最も多い原因は録音デバイスの設定ミスです。以下を確認してください。①ツールバーの「録音デバイス」が使用しているマイクになっているか確認する、②OSのシステム設定(Windows:サウンド設定 / Mac:システム設定→サウンド)でマイクが有効になっているか確認する、③Audacityへのマイクアクセス許可がOSレベルで許可されているか確認する(特にmacOS Monterey以降)。
Q2. 録音した音声にプツプツとしたノイズが入ります
「クリッピング」と呼ばれる音割れか、「ドロップアウト」と呼ばれるバッファ不足の可能性があります。クリッピングの場合はマイクの入力レベルを下げてください(録音レベルのメーターが赤くなっていないことを確認)。
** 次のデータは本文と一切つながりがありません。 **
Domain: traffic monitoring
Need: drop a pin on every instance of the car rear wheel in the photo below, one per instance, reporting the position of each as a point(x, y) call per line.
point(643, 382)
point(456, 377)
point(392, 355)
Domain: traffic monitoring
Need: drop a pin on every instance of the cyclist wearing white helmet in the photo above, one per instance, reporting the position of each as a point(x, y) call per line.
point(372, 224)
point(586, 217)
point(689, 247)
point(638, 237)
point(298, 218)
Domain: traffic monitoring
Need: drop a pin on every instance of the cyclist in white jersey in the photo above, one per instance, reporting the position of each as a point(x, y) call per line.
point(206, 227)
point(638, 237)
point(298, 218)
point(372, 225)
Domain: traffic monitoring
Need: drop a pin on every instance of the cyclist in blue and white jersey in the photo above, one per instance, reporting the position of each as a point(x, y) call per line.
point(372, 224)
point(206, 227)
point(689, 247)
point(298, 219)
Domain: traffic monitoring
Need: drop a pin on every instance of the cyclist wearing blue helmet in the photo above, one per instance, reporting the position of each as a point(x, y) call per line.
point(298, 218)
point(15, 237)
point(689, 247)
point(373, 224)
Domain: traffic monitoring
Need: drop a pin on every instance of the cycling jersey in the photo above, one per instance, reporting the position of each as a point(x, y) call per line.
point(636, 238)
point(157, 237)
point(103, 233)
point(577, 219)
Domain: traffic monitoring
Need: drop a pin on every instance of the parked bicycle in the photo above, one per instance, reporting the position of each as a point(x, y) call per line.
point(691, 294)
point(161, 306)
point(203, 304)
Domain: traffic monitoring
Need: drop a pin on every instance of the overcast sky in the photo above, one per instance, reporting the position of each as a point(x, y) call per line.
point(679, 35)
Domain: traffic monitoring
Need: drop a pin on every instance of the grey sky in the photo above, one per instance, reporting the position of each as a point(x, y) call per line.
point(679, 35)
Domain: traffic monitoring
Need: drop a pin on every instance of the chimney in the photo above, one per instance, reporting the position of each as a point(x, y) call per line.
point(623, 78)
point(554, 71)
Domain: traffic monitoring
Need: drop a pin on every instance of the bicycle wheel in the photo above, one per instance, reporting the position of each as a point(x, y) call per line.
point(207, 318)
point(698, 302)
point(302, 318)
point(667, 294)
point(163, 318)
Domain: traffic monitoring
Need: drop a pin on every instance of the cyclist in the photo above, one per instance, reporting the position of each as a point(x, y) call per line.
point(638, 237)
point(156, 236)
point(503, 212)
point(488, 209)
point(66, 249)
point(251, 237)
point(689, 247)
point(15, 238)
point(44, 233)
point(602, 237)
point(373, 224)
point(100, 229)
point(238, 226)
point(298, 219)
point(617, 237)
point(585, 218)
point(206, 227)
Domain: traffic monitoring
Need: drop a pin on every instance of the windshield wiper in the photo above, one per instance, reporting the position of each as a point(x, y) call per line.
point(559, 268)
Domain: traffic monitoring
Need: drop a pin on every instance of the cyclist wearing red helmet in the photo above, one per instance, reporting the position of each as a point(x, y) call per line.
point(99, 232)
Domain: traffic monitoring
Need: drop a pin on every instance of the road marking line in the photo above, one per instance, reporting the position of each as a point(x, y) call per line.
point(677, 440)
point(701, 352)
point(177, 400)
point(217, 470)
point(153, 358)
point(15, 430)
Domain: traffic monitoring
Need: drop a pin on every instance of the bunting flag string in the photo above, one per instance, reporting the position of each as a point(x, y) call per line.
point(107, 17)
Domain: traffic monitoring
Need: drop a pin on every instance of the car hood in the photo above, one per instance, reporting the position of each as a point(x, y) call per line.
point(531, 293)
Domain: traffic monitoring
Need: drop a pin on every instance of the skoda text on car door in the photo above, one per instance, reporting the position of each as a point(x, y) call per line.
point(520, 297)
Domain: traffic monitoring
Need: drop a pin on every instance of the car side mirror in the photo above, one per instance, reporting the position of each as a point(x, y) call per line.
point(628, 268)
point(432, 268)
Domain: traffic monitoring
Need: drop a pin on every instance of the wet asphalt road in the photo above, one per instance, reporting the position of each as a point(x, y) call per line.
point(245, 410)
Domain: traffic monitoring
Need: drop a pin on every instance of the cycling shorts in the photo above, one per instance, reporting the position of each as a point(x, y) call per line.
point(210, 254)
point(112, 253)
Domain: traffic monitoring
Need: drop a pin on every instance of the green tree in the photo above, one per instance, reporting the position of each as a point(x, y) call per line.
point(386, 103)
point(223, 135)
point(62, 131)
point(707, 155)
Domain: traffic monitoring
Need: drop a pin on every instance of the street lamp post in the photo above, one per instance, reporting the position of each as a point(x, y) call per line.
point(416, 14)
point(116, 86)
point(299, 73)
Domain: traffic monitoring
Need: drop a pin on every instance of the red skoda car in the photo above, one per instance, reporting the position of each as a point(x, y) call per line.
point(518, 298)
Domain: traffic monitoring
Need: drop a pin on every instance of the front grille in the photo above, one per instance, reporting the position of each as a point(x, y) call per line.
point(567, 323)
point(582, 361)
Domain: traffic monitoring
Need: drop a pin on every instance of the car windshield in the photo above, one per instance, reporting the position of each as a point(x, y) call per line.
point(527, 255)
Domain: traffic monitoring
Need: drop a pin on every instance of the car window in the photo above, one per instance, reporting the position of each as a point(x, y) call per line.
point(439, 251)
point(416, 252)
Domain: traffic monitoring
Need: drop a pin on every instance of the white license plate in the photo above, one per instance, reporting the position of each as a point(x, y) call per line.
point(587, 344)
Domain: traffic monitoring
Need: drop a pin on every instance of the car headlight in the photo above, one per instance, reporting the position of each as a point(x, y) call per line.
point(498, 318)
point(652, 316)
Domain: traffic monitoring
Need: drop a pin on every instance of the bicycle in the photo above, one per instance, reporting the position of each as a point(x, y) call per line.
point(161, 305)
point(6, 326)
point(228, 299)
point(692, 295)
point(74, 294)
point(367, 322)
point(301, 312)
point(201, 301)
ドロップアウトの場合はメニュー「編集」→「環境設定」→「録音」で「レイテンシー」の値を大きくして(例:50ms→100ms)みてください。
Q3. ノイズ除去をしたら声がロボットみたいになってしまいました
ノイズ除去を強くかけすぎた場合によく起きる現象です。Ctrl+Z(Cmd+Z)でノイズ除去を元に戻し、ノイズ除去ダイアログの「ノイズ軽減(dB)」の値を下げて(デフォルト12dB → 8〜10dBに)再適用してください。ノイズプロファイルを取得する無音部分が短すぎても精度が下がります。最低2〜3秒の無音部分を選択することをおすすめします。
Q4. MP3で書き出そうとしたらエラーが出ます
Audacity 3.0以降のバージョンではLAME MP3エンコーダーが標準で組み込まれており、別途インストールは不要です。それでもエラーが出る場合は、Audacityを最新バージョンに更新してみてください。公式サイトから最新版をダウンロードし直すことで解決することがほとんどです。
Q5. 複数の音声ファイルをひとつにまとめるにはどうすれば良いですか?
複数ファイルをひとつに結合する手順は以下のとおりです。①メニュー「ファイル」→「インポート」→「オーディオ」で最初のファイルを開く、②続いて同じ手順でほかのファイルも開く(自動的に別のトラックに表示される)、③最初のトラック以外のトラックを時間軸上の適切な位置に移動させる(各トラック左端のドラッグで位置調整)、④全体が完成したら「ファイル」→「書き出し」→「オーディオを書き出し」でひとつのファイルとして書き出す。複数のトラックは自動でミックスされて書き出されます。
まとめ
Audacityは、完全無料でありながら録音・ノイズ除去・編集・書き出しに必要な機能がすべて揃った非常に優秀な音声編集ソフトです。最初は操作に戸惑うかもしれませんが、基本的な流れはシンプルです。
Audacity活用の基本ステップを改めてまとめます。
- 録音前に5秒間の無音を録っておく(ノイズプロファイル取得のため)
- 録音レベルは-12dB〜-6dBに収まるよう調整する(音割れ防止)
- ノイズ除去は「プロファイル取得→全体適用」の2段階で行う
- 増幅または正規化で最終的な音量を整える
- 用途に合った形式(MP3・WAV・M4A)で書き出す
ポッドキャストやYouTube用ナレーションの品質は、録音環境とノイズ除去の精度で8割が決まります。まずは静かな環境で録音することと、ノイズ除去の手順をマスターすることを最優先にして取り組んでみてください。